While many schools might be out for the summer, Dr. Soyini Richards and the leadership at Teachers Fest recognize it is important to acknowledge the hard work of educators year-round.
With a food, fun, and fashion-filled event, Teachers Fest – a nonprofit organization group of educators, administrators, entrepreneurs and other career disciplines – hosted its third annual gala on Friday, July 7 at the Sunset Room in National Harbor, Maryland. As drinks poured, food flowed, and an entertaining fashion show engaged the audience, the true emphasis remained on highlighting the integral and incredible work of local educators.

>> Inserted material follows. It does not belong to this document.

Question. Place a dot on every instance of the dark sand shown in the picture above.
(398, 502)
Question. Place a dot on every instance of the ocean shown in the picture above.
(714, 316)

“I really take joy in the community coming together to celebrate educators,” said Teachers Fest founder Dr. Soyini Richards, a business and school psychologist and psychology professor. “It’s a vision God put in my heart and to see it come to fruition like this is a blessing. I’m a third-generation educator. I’ve been grading papers since I was 8.”
Through awards presentations, and a good time, the purpose of Teachers Fest is to uplift the integral work of educators. Much of the evening was a reminder that without educators, many of the guests wouldn’t be present in that room.
“Educators are like the core of our community,” Richards told The Informer. “Our motto is ‘What would the world be without teachers?’”
With guests donning dapper suits and stunning gowns, the gala also featured the likes of local journalists and media personalities Darren Haynes and Guy Lambert, who added their engaging hosting to the night’s affair. Celebrity makeup artist Derrick Rutledge was also among some of the area’s game-changing guests and dignitaries present for the event.
“Since the inception of this event, I told Dr. Richards, it was important for me to be a part of this, especially because I grew up in a family of educators- my mother, who’s in heaven, my aunt, who’s in heaven, my cousin, my sister, but they all were teachers that led to principals. My brother still teaches, my sister’s a special [education] teacher,” said Rutledge. “Education is very important.”
While the evening celebrated the wonderful work of teachers, and honored several individuals for their exceptional service, there was also a clear acknowledgment of the major sacrifices involved to have a career in education.
“So often what we don’t talk about when it comes to education is the emotional labor,” said SEIU Local 500 President Pia Morrison. “We also don’t talk about the compensation.”
While Morrison acknowledged hard truths in education, she also offered personal gratitude.
“Teachers are underpaid and underappreciated in this society and they’re doing more than ever… It’s not OK,” Morrison said. “But I love you, I respect you, I appreciate the investments that you all make.”
The SEIU Local 500 leader reminded educators of their power.
“What you all pour into students,” Morrison emphasized, “is so meaningful and valuable, because what happens is: when you pour into them, they pour out into society.”